In vivo, mice/rats, pharmaceuticals:
Piperine increased the effects of pentobarbital-induced hypnosis in mice. Blood and brain pentobarbital levels were higher in treated animals; piperine also prolonged hexobarbital sleeping time and zoxazolamine paralysis; enhanced the bioavailability of aflatoxin B1; enhanced the bioavailability of etoposide; increased the bioavailability of nimesulide, thus allowing the use of reduced, and safer, doses; and delayed elimination of phenytoin.

In vivo, mice/rats, herbs:
Piperine increases the movement of radio-labeled L-leucine, L-isoleucine, and L-valine across the intestinal wall, enhancing uptake; increases the uptake of curcumin and its presence in serum; and increases plasma levels of epigallocatechin gallate from green tea.

Human clinical study/trial, pharmaceuticals:
A single oral dose of propranolol (40 mg) or theophylline (150 mg) alone or in combination with piperine (20 mg) was given each day for 7 days. Increased oral bioavailability was found in the piperine group. A single dose of piperine (20 mg) administered with phenytoin significantly increased the mean plasma concentration of phenytoin; a crossover, placebo-controlled study found that piperine increased the bioavailability of nevirapine, increased its mean plasma concentrations, and reduced its elimination from the body; another study found it increased the bioavailability of vasicine and sparteine.

Human clinical trial/study, herbs:
A crossover study with volunteers given 2 grams curcumin found that its serum levels were either undetectable or very low. When piperine was administered with the curcumin, serum levels were 2,000 percent higher. Piperine enhanced bioavailability, serum concentration, and extent of absorption; a double-blind study found that piperine (5 mg) increased plasma concentrations of CoQ10 by 30 percent.

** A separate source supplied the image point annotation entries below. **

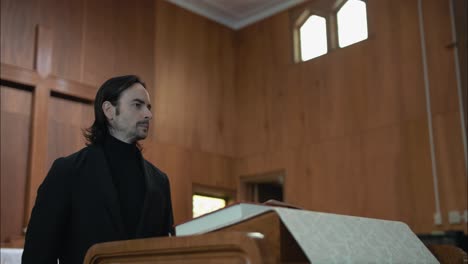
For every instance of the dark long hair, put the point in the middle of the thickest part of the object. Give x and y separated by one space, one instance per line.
109 91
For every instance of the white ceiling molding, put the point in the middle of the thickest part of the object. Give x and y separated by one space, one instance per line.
236 14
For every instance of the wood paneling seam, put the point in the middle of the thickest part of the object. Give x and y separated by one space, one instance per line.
438 214
459 88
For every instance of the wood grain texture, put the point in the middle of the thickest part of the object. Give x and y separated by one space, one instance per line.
38 146
222 247
66 121
15 122
194 92
117 40
350 127
44 48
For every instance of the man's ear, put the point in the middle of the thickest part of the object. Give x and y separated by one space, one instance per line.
109 110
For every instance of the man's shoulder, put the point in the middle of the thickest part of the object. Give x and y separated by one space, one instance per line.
154 170
78 157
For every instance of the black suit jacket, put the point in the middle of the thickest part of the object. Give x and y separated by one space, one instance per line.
77 206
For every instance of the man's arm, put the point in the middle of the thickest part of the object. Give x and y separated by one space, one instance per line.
48 217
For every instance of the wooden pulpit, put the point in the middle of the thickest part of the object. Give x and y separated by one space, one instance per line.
263 239
246 233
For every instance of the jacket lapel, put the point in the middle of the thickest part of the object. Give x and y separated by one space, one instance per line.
107 188
151 191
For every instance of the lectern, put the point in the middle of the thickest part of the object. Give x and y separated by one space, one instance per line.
273 235
262 239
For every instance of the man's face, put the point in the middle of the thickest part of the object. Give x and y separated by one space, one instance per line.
129 119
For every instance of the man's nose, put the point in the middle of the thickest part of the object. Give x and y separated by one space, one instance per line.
148 114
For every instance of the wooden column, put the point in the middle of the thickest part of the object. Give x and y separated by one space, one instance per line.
38 143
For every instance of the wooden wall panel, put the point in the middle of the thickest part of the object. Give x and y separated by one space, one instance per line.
355 117
92 41
66 120
18 20
194 105
15 123
453 181
118 39
64 19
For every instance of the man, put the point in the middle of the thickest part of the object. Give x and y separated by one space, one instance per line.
106 191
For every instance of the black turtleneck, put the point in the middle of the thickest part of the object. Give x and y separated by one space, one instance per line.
125 163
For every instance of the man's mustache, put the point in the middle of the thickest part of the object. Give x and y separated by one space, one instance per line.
145 122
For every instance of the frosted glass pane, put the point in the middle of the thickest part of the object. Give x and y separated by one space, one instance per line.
313 37
352 23
205 204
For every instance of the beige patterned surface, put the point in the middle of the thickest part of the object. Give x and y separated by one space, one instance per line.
330 238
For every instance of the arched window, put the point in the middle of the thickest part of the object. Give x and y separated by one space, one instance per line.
352 22
322 26
313 37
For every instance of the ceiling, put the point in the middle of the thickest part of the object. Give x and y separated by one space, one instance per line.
236 13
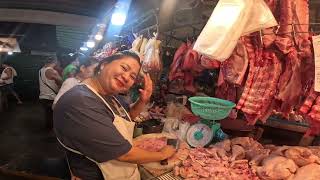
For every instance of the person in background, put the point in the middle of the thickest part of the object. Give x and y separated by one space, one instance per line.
71 69
94 124
49 83
84 70
6 81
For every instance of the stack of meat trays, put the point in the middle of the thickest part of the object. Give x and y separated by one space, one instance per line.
168 176
146 175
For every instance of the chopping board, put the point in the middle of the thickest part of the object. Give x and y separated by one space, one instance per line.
155 168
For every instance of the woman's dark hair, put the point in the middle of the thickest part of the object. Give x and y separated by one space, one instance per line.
85 61
117 56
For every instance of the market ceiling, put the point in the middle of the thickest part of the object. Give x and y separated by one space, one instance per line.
74 19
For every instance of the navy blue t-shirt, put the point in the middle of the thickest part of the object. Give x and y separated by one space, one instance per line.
84 123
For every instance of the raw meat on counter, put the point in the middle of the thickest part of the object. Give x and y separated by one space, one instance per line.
153 144
222 161
243 158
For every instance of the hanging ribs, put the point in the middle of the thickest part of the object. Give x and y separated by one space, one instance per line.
235 67
266 72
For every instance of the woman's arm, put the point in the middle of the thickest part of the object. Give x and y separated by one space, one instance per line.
137 108
140 156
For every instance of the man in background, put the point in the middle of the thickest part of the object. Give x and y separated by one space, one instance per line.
7 82
49 83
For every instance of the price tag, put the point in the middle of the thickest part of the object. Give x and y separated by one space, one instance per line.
316 48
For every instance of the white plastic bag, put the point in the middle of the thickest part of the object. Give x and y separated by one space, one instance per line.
223 29
261 18
230 20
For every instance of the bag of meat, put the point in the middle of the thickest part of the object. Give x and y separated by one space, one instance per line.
223 29
152 63
153 144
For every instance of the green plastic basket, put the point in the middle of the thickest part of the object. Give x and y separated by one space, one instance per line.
211 108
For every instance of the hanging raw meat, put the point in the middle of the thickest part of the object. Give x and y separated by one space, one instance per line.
284 39
136 44
290 86
261 84
175 71
300 10
208 63
235 67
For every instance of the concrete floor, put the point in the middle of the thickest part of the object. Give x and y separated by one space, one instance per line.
26 146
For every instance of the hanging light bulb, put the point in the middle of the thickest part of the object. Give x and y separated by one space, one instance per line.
98 37
83 48
91 44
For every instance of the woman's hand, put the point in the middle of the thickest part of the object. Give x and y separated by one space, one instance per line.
146 93
167 151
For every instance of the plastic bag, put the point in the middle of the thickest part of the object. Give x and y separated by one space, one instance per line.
262 18
223 29
230 20
152 63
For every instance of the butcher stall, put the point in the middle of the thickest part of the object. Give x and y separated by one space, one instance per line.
238 97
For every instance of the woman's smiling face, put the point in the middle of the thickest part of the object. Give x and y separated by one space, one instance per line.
118 76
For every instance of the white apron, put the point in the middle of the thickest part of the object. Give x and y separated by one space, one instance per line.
114 169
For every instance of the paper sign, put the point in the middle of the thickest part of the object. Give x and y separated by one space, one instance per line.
316 48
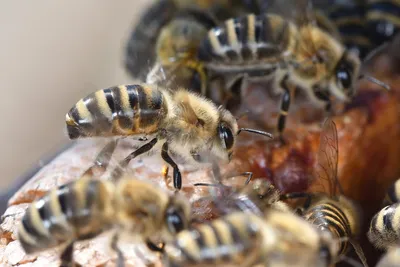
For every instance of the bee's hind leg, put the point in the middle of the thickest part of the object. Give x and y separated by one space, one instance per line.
120 255
67 258
177 177
117 172
284 107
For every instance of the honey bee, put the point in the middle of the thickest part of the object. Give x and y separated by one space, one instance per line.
349 17
391 258
85 208
383 20
293 56
183 124
245 239
328 210
383 232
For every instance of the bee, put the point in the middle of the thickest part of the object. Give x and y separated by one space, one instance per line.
325 208
254 196
383 20
182 123
383 232
391 258
270 47
245 239
83 209
349 17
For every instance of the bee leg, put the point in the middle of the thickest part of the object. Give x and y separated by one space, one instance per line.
67 258
284 108
117 172
177 178
103 158
296 195
153 247
120 255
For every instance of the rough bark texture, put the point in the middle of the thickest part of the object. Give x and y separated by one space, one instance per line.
369 146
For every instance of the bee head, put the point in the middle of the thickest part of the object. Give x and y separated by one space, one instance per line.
345 76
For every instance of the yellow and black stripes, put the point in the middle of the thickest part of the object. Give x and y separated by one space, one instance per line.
330 217
384 230
350 21
383 20
246 40
223 241
64 214
393 194
117 111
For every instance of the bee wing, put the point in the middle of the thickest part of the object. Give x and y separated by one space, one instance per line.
140 47
325 173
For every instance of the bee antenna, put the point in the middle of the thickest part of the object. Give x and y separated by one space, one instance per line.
350 261
374 80
256 132
243 114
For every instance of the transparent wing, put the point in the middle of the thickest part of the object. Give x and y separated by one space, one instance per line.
325 173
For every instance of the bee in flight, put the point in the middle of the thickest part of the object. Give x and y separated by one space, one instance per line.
291 55
325 208
383 231
85 208
183 124
245 239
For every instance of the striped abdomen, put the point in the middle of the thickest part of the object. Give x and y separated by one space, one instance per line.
228 240
393 194
248 42
117 111
349 19
383 20
74 211
384 229
330 217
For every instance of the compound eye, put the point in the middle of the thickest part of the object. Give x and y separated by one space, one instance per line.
226 136
344 77
175 222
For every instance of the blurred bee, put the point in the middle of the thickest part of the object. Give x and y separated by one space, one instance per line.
180 122
85 208
293 56
328 210
349 17
391 258
254 196
383 231
163 19
383 20
245 239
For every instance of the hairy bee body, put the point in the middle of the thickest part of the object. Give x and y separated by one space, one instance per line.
74 211
85 208
384 231
121 110
336 216
383 20
244 239
250 42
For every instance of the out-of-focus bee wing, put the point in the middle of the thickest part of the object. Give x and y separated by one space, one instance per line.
140 48
325 173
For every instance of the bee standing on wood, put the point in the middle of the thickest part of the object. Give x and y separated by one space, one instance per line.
384 231
85 208
291 55
180 122
328 210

The man is not sick because he has an illness; he has an illness because he is sick.

—Chinese proverb

A basic truism of antibiotic treatment is that it just will not work under most circumstances unless the body can mount its own attack against invading bacteria.

—Marc Lappé,
When Antibiotics Fail

No matter the virulence of a disease,
and this includes fierce diseases such as Ebola, some people remain healthy in spite of being exposed. In fact, medical studies have consistently shown the presence of virulent bacteria in most peoples' systems though they never become ill.

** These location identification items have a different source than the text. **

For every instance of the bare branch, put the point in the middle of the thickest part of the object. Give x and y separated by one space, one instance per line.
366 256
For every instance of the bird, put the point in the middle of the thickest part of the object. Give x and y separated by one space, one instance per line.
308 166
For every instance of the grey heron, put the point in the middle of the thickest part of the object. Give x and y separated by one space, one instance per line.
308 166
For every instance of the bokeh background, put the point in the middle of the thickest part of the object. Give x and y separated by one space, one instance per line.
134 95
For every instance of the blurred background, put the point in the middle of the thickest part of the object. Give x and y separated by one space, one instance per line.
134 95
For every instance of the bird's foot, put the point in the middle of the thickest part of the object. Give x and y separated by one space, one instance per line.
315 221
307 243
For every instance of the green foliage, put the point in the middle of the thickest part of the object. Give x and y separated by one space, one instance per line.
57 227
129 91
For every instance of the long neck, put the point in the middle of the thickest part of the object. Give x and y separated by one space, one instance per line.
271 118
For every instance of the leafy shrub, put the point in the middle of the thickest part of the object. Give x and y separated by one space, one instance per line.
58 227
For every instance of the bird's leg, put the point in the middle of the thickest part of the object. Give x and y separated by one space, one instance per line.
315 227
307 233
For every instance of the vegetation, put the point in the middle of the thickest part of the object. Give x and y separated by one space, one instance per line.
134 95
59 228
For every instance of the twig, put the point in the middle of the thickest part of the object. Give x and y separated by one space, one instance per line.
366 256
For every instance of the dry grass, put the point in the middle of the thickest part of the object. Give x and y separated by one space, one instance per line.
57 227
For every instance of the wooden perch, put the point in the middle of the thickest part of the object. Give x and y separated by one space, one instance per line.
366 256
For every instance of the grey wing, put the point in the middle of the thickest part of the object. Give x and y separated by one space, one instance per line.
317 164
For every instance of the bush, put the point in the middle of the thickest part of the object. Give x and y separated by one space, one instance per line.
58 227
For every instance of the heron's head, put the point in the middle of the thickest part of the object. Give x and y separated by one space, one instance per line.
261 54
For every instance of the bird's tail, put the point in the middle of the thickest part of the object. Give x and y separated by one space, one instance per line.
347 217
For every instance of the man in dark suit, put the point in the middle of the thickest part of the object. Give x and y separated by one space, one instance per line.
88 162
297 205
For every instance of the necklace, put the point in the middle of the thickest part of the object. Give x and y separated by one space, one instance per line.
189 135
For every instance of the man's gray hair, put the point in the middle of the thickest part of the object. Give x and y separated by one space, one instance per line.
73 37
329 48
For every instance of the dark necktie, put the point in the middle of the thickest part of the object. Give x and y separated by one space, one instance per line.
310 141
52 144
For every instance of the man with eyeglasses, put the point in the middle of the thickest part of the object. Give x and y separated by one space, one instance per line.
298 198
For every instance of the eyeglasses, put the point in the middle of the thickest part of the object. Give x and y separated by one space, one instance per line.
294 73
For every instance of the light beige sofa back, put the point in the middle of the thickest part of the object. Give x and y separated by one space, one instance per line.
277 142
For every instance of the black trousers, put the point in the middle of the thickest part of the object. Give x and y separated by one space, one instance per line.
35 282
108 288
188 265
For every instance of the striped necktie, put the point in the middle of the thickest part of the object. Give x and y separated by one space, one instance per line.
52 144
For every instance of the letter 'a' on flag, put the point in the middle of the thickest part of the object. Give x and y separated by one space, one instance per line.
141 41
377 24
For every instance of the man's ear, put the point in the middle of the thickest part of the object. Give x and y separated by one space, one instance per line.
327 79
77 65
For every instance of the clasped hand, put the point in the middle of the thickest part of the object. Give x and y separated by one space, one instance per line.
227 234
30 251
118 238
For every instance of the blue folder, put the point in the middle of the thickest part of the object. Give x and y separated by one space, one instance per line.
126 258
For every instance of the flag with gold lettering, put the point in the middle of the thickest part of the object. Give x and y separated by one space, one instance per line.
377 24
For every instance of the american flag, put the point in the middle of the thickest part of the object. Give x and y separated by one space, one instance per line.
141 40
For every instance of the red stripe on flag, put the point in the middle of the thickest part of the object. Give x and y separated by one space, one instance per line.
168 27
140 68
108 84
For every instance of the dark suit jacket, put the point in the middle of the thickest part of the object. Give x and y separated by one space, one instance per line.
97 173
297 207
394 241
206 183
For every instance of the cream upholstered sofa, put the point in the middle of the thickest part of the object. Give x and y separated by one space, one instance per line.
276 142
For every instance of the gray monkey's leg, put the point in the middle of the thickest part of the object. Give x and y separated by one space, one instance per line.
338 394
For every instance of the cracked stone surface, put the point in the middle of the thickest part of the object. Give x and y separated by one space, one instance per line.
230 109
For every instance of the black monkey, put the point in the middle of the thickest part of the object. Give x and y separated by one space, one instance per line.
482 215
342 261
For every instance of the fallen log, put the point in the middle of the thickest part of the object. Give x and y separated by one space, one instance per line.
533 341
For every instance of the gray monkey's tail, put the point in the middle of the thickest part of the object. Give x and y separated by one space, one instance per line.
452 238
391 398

Countless studies have found that the healthier your immune system, the less likely you are to get a disease and the more likely you are, if you do get sick, to have a milder episode. This is especially true in diseases such as Lyme. Researchers have consistently noted that the higher certain immune markers are, the less likely that infection
will occur and, if it does, the disease will be less severe than if the immune markers are low.

Our immune system is in fact our first line of defense. Its job is to protect us from disease and, if disease occurs, to cure it. A healthy immune system is therefore the first and most important part of health and healing.

Some of the specific elements of our immune system are the thymus, spleen, liver, lymph system, lymph nodes, tonsils, appendix (basically a large lymph node), and bone marrow. The thymus coordinates immune activity, the spleen processes worn-out red blood cells and platelets and provides a location to engulf and destroy invading bacteria. The liver cleans toxins from the blood and produces most of the body's lymph. Lymph is the liquid that flows in the lymph system, somewhat similar to a city's sewer system. The lymph system runs parallel to the blood vessels and stores, filters, and circulates waste, especially dead bacteria and the massive numbers of white blood cells produced during active infections. Lymph nodes are large intersections of lymph channels and store or warehouse the waste products being processed through the lymph system. When the lymph nodes are processing a lot of waste they tend to swell, clog up, and become painful to the touch. When they do, the processing of waste slows down. Keeping the nodes clear helps the body process infections much more quickly. The lymph nodes also produce unique white blood cells called lymphocytes (as does the thymus gland) that are particularly strong elements of the immune system.